This lot features the inaugural Poi Bowl Trophy from 1936. The Poi Bowl is a now-defunct college football bowl game played in Honolulu, Hawaii at Honolulu Stadium. Played in early January from 1936 to 1939, the Poi Bowl was renamed the Pineapple Bowl in 1940. The University of Hawaii at Manoa invited teams from the Pacific Coast Conference to participate in the Poi Bowl every year except for 1937, when they scheduled a game versus the Honolulu All-Stars. In the 1936 game, USC trounced Hawaii by the score of 38-6.
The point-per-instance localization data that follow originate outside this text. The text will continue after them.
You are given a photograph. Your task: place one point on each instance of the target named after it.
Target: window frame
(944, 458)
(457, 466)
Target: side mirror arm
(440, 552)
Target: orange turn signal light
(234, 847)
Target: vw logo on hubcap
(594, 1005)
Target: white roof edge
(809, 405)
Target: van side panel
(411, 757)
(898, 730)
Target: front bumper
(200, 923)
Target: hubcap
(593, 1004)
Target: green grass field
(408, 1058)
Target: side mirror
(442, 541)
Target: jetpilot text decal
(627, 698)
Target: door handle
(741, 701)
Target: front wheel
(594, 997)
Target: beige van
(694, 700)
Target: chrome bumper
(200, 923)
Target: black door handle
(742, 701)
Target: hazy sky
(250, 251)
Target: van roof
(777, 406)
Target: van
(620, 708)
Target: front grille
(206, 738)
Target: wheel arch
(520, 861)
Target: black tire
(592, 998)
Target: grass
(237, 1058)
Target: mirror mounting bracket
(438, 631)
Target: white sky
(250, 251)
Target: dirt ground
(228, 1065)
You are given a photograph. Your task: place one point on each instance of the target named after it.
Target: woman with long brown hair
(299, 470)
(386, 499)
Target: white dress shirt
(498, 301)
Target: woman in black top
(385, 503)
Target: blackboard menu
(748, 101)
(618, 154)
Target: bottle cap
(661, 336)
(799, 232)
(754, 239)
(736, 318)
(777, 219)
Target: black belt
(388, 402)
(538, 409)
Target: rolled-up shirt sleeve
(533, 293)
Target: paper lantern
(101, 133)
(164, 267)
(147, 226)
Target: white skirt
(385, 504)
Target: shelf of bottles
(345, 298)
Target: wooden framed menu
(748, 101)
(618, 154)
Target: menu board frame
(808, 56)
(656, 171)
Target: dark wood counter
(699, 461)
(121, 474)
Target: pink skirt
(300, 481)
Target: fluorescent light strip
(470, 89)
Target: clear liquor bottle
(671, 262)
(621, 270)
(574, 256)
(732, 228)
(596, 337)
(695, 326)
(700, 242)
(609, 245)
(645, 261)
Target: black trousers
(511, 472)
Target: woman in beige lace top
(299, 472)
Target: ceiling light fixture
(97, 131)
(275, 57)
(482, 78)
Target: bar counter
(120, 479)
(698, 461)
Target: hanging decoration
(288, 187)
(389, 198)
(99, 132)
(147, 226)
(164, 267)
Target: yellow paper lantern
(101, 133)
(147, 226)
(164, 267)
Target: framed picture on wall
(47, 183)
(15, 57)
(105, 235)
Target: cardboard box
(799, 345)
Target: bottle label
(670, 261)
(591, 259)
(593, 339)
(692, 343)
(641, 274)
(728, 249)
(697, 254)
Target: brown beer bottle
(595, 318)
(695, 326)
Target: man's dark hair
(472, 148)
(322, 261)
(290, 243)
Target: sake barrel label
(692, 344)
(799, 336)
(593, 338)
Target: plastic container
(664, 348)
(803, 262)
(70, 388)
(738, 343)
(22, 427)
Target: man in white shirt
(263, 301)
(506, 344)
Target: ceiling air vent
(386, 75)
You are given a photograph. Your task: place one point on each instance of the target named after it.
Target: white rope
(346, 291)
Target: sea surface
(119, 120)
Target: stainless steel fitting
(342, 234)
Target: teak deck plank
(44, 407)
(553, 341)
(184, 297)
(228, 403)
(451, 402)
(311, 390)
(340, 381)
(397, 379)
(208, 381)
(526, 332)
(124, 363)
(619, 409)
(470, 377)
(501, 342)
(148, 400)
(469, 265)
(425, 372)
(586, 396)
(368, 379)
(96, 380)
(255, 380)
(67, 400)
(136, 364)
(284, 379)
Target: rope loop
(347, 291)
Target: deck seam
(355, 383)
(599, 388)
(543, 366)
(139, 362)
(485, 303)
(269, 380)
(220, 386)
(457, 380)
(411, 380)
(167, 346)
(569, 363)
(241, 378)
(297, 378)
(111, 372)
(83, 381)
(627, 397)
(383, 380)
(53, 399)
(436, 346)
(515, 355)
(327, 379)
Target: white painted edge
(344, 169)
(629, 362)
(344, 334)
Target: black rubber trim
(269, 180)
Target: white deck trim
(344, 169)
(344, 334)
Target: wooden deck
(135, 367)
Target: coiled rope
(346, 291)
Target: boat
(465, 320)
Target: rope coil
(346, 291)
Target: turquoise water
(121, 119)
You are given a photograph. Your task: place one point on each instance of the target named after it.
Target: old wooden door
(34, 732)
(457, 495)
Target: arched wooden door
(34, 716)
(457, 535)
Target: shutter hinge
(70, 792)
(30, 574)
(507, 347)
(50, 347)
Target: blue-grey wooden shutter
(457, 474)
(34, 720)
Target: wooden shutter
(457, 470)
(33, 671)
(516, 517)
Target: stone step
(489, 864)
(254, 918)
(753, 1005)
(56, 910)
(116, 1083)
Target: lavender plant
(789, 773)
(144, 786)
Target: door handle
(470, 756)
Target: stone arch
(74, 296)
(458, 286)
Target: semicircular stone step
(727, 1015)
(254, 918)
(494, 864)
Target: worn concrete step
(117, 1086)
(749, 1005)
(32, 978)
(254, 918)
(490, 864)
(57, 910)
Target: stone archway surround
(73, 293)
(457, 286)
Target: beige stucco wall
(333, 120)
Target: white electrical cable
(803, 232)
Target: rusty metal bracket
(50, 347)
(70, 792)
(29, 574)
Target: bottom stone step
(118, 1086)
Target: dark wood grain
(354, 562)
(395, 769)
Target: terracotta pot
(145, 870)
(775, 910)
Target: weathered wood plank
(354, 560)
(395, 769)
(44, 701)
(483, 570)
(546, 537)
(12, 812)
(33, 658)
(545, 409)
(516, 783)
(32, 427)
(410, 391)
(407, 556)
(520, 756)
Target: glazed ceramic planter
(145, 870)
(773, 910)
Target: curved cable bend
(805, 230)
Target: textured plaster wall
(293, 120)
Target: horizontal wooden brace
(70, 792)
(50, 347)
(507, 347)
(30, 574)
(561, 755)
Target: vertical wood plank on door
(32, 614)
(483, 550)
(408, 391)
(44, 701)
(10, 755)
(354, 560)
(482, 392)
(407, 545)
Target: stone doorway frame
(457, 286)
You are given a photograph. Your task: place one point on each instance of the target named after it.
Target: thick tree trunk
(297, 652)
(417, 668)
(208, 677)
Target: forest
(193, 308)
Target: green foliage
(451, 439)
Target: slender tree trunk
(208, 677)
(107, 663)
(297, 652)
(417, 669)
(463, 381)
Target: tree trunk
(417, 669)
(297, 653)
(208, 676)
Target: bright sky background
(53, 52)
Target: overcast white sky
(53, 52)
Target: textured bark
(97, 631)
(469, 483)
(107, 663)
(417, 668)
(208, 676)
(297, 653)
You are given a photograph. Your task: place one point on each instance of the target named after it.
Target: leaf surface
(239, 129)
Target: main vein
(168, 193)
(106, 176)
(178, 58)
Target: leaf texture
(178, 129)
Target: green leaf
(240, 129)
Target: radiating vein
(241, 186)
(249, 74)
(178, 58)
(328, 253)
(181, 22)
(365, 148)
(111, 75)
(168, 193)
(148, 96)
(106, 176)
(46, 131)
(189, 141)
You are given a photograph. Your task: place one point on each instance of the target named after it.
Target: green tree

According to the consignor, the trophy was obtained directly from the estate of Gil Kuhn, who died in 2006. Kuhn was a three-year (1934-36) letterman football center at USC under legendary head coach Howard Jones and captained the Trojans during his senior year of '36. He was also the first USC player ever drafted into the NFL, but never played a single down in the league. Instead, he went on to become a war hero, rising to the rank of lieutenant colonel in the U.S. Army Air Force. In 1961, he was even named to the Sports Illustrated Silver Anniversary All-America team of 1936.
The beautifully carved and persevered Poi Bowl Trophy is a wooden bowl that measures 11” in diameter and 4.5” high and sports a specially engraved silver plaque on the front that reads: “Presented to the University of Southern California from the Associated Students, University of Hawaii, on the Occasion of the Inauguration of the Royal Hawaiian Classic, An Exchange of Relationship Across the Pacific, Jan. 1, 1936, Honolulu, T.H.” Just above the plaque is a slightly deteriorating sticker showing the glorious State Seal of Hawaii.